Tries and Applications

String Matching
- starting from a text T, i.e. a string composed of letters in the alphabet A
- find occurrences of a pattern P, i.e. another string composed of letters in the alphabet A
- inside T, the pattern string P could occur many times
  (some occurrences of P could even overlap over other occurrences of P)
- variations of the problem could include "wildcard characters", GREP patterns, etc.
String Matching starting from a static (possibly very large) text string P
- goal: to search for the string P in the string T, we would like to:
- spend no more than O(P) time to search the data structure
- using no more than O(T) space to maintain the data structure in memory

Recall that BST can be extremely unbalanced, and the shape of a BST is determined by the order in which its data records are inserted, a result of object space decomposition.
Alternative to object space decomposition is to predefine the splitting position within the key range for each node in the tree.

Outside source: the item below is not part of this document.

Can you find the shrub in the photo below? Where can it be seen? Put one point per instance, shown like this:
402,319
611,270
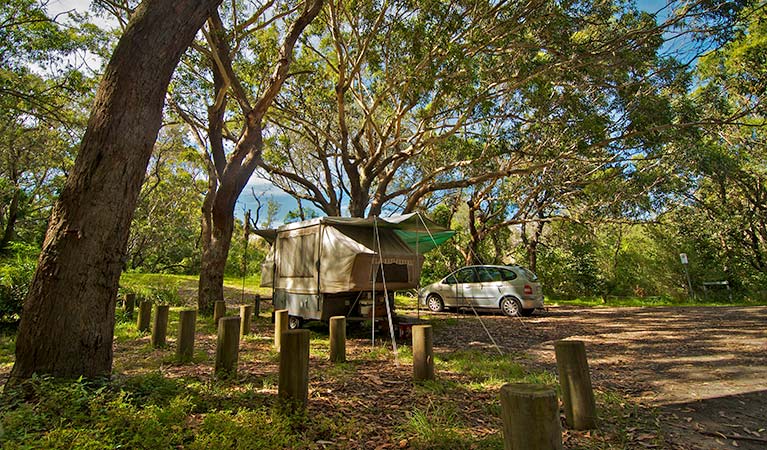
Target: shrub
16,271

So the root could be predefined to split the key range into two equal halves, regardless of the particular values or order of insertion for the data records.
A tree data structure based on key space decomposition is called a trie (pronounced as "try"). A trie stores data only in leaf nodes.
A trie is called a binary trie when the trie structure is based on the value of the key interpreted as a binary number (Huffman coding tree is an example of a binary trie). The binary value of the key determines whether to select the left or right branch at any given point during the search. The most significant bit determines the branch direction at the root.

See an example of binary trie:
Alphabet trie (compressed trie)
A compressed trie is space optimized: if a node is the only child of its parent, merge the node with the parent.